On our first day at Saimre Joseph Prep, we miss our first four periods—Gus forgets what time classes start. I’m put in the seventh grade, and Remi’s good enough for ninth. After eating lunch alone, I’m instructed to head out to the open blacktop with my cohort. Where to walk, what to do, and who to approach, I freeze at the sight of scattering outdoor activities—to discover a learning sea of kids inherits the same walking habits adults uptown practice.
The difference came by them looking up to greet me.
“Rigil, are you Rigil? My friend thinks you’re hot!” Three curly-haired girls, one brunet, and a boy standing behind me mull over.
“What? Who’s saying that?” I ask.
The kid, who I presume is this group’s leader, responds, “Do you like it here? You’re not from here, huh?”
I remain quiet as they examine my corduroy blue and white-collar half popped.

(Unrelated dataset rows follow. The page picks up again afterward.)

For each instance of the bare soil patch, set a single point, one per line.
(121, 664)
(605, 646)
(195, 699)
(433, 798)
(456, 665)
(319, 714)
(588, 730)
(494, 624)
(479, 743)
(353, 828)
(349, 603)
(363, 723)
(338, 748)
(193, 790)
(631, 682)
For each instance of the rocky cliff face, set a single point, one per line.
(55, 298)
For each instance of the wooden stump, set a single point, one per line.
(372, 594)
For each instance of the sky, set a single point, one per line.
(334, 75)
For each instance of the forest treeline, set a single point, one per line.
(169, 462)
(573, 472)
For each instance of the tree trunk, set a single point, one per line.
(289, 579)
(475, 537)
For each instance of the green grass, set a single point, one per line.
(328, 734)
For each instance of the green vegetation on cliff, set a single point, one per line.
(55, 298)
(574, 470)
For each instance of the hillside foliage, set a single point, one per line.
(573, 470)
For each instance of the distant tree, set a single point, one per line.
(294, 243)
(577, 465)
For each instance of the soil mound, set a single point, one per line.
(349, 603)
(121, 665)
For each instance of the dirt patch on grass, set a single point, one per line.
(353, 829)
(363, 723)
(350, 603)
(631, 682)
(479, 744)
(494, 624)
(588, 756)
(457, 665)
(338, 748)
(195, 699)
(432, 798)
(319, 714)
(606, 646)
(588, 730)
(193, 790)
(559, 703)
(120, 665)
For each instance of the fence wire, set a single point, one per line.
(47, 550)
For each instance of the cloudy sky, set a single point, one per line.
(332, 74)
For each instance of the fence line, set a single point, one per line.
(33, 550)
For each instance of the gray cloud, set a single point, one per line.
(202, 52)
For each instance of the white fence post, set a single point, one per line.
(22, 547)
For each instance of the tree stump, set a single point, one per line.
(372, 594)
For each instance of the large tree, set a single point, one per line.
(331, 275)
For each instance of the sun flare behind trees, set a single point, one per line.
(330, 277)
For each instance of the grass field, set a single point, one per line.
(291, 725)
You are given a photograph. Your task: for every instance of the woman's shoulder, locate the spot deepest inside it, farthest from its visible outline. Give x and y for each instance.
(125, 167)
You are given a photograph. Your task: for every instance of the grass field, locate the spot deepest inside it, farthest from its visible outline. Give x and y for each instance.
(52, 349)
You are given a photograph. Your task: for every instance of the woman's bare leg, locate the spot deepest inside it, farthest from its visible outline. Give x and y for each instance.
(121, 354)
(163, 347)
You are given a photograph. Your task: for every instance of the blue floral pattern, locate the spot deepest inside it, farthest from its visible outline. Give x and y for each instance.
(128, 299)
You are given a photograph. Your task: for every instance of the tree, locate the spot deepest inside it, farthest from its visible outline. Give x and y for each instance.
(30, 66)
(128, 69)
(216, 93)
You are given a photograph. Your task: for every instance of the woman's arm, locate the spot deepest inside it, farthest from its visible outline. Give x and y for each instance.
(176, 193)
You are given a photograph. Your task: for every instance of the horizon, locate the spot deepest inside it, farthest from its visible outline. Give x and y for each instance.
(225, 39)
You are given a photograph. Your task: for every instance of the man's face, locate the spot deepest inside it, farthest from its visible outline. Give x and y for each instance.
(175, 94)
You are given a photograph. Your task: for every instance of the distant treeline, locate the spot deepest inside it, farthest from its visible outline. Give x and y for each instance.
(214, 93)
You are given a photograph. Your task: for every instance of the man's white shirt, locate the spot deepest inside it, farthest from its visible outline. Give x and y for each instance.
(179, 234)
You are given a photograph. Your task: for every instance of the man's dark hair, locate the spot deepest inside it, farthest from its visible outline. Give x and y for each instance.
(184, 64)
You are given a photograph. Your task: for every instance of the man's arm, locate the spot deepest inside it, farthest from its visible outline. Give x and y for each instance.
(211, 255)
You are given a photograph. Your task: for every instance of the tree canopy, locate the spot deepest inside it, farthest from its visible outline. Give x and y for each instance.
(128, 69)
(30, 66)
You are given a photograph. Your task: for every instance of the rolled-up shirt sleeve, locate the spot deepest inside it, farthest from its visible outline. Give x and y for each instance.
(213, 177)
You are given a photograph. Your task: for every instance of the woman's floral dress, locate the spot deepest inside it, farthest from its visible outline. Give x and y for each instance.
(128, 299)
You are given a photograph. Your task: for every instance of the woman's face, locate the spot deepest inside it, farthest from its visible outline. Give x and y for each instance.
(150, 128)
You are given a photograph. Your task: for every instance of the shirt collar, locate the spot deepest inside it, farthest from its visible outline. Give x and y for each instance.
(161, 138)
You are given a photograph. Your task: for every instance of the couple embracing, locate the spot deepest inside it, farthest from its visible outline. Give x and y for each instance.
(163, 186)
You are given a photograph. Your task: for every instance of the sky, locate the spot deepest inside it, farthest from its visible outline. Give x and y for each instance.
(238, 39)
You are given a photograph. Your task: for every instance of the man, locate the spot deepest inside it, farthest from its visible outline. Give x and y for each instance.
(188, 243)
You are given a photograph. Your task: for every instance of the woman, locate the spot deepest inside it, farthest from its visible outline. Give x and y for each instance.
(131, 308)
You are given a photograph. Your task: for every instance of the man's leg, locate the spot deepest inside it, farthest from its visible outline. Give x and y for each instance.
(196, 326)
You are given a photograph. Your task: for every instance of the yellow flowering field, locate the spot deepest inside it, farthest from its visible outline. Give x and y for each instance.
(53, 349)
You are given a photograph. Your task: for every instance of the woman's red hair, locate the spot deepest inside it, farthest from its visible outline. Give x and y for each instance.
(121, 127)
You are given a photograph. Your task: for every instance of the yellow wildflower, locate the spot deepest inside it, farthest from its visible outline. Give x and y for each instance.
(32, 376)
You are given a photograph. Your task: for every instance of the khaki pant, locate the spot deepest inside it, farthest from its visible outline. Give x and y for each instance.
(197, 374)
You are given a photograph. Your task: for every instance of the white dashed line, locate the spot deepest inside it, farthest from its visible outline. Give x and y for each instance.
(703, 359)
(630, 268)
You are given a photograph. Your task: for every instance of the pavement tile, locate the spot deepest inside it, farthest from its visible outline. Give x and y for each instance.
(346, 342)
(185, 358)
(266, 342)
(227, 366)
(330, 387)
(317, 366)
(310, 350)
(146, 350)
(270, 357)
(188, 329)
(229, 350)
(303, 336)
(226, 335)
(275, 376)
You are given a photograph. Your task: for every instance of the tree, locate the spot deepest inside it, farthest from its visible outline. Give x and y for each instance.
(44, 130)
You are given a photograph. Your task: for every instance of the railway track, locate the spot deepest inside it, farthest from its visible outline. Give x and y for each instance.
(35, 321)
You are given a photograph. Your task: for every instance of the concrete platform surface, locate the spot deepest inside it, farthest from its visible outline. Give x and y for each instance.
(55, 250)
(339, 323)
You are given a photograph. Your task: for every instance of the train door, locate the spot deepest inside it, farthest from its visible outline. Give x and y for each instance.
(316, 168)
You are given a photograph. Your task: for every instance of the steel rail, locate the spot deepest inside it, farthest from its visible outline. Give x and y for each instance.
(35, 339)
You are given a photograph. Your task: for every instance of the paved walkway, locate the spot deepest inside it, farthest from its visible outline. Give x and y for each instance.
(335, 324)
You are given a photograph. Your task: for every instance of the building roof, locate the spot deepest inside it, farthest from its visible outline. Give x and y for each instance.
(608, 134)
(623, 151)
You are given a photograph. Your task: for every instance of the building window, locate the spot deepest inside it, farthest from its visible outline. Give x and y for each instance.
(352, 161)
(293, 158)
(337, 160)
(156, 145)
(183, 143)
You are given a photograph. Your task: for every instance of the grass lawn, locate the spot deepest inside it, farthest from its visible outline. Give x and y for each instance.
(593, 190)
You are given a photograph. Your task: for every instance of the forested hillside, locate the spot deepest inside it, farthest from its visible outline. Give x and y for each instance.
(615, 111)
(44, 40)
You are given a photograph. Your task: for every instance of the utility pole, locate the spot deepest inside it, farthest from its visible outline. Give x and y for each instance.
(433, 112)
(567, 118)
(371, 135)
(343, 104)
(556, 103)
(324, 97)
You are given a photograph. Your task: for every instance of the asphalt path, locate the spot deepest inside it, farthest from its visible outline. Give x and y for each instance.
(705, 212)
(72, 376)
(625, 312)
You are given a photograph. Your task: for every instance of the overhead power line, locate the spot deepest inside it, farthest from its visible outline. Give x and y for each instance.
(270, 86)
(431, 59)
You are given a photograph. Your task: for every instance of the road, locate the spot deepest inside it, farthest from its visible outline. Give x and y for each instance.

The brunet steps closer. “Oh my gosh, can I feel your hair?”
I let her.
Annoyed for not knowing which girl says I’m cute, I accept their invite anyway to play a hopping-in-the-box-like game.
This is where I hop.
“You’re not doing it right; you have to hop, hop, step into this square, and then jump with one foot to finish inside the lines.” The boy instructs with each foot.
“Okay, cool, I’ll try again.”
“Back in line and wait your turn, again.” With his finger in which I wish to snap, it points past five kids to the end of the line.
“Do you play basketball?” A kid asks, standing in line. “No. I’ve never touched one.”
Relieving edging gas at the school’s double door entrance, I peek back around the brick wall, and the boys are back at it without me. I figure it’s safe to wait here until the lunch bell sounds off.
The moment it rings, kids scatter out of a recess scene to gather inside for class. As the first to enter my sixth-period classroom, I find my assigned seat at the far left with a clear view of the clock.
The teacher enters. “And you must be?”
“Um, my name?”
“You’re Remi’s younger brother, aren’t you?”
“Yes. She’s my sister. I’m Ahliko.”
“Rigil?” She asks.
“Great to meet you, Rigil. I’m Mrs. Schmidt. Today’s lesson should be exciting.”
Kids outside the classroom get louder, slamming locker doors as their shoes thump closer through the hallways. A group of six enter the room, and Mrs. Schmidt tries to quiet them. The last kid of the group walks in with his hat backwards, pointing directly through me, giggling to the others. “Guys, guys, we get sloth hands.”
“Tokaiya, not today,” Mrs. Schmidt warns.
One girl remains staring, covering her mouth. And her two friends looking down remind me of a free breath to take.
Mrs. Schmidt approaches my desk and kneels to ask. “The earlier class had your sister get up to introduce herself. Would you mind?”
“Great. Just tell everyone your name, where you’re from, and how—.”
“I meant no; I don’t want to.”
“Why not? It’ll make you feel welcome and let everyone know you’re friendly…Alright, I know a shy eye when I see one. I’ll let them know who you are.”
I raise my hand after she announces my presence. With a polite welcome from the class, maybe it wouldn’t have been so bad getting up there.
But then three more kids at my seven o’clock spit an earful of chuckles.
The monster says they’re laughing at me.
So, I can’t help but dream up each of their colluding corpses lying in our most recent passing caitya out of Bhavana.
Budd’s unsure when Rigil journals this. Maybe two months after Rigil watches his nomadic best friend from college commit a tragic oops above SouthStation’s tracks? This scene drives him to string these insignificant moments leading up to the happenings beside tracks two and three. Or he cares to let you know he’s an asshole. His attitude’s how he chooses to protect his solace—a mystical happy place he abstracts in flight to TheDistrict’s Port Avanti airport. That’s the territory of states along our Atlantic Coastline where nine states conform. West coast sounds next.
As of today, the places he writes about aren’t found on the internet. And America seems to be experimenting with new ways of well-being for thriving citizens. So, he’s writing decades from tomorrow.
Anyway, back to Rigil. This disruptive refugee. Aloof to his trauma.